NICK (sem muito entusiasmo)


É um homem notável!

MARTA
Garanto que é mesmo!

GEORGE (para Nick em confidência mas não ao ouvido)


Vou lhe contar um segredo, menino. Há coisas bem mais fáceis neste mundo,
quando se é professor numa universidade, do que ser casado com a filha do
diretor. Há coisas bem mais fáceis.

MARTA (em voz alta. . . sem dirigir-se a ninguém)


Para certos homens seria uma oportunidade extraordinária. . . uma verdadeira
sorte grande!

GEORGE (a Nick. . . com uma piscadela significativa)

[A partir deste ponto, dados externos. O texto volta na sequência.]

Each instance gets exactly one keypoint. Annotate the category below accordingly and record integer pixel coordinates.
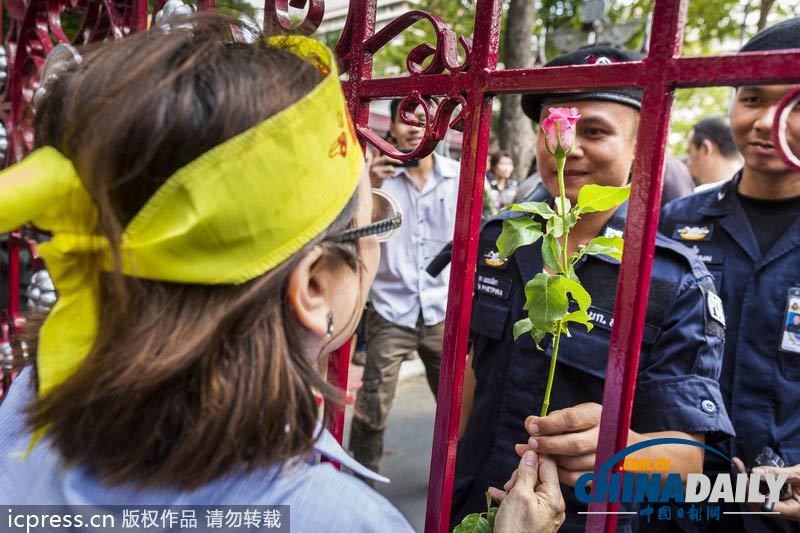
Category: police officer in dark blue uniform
(677, 392)
(747, 231)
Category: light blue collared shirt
(320, 498)
(402, 289)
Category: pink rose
(559, 129)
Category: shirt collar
(327, 446)
(724, 200)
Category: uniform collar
(327, 446)
(724, 201)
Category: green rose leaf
(546, 301)
(580, 317)
(491, 515)
(578, 293)
(593, 198)
(522, 326)
(538, 335)
(567, 203)
(573, 216)
(551, 252)
(610, 246)
(474, 523)
(555, 227)
(517, 232)
(542, 209)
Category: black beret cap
(590, 55)
(781, 36)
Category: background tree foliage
(713, 26)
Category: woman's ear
(309, 293)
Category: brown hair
(184, 383)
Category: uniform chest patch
(491, 258)
(715, 309)
(688, 232)
(490, 285)
(708, 254)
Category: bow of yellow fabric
(227, 217)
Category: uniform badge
(715, 309)
(790, 336)
(492, 259)
(708, 254)
(693, 233)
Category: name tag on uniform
(605, 320)
(491, 258)
(490, 285)
(693, 232)
(790, 338)
(709, 255)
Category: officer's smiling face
(605, 143)
(752, 115)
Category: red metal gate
(435, 69)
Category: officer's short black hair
(782, 36)
(718, 131)
(589, 55)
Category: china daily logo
(653, 483)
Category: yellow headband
(229, 216)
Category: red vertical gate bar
(483, 61)
(640, 233)
(363, 26)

Acredite no que lhe digo. Há coisas bem mais fáceis no mundo.

NICK
Bem, compreendo que isto, às vezes possa causar certos embaraços. . . o que é
compreensível, mas. . .

MARTA
Certos homens dariam o braço direito por uma oportunidade como essa.

GEORGE (calmamente)
Infelizmente, Marta, são outros membros, bem mais íntimos da anatomia, que, na
verdade ficam sacrificados.

MARTA (mostra os dentes em atitude de quem põe ponto final no assunto, com
certo desprezo)
. . . nha. . . â!

BENZINHO (levantando-se rapidamente)


Será que você pode me dizer onde é o . . . (Arrasta a voz na última palavra.)

GEORGE (a Marta, indicando Benzinho)


Marta. . .

NICK (a Benzinho)
Está se sentindo bem?

BENZINHO
Claro, querido. Eu quero. . . pôr um pouco de panqueique.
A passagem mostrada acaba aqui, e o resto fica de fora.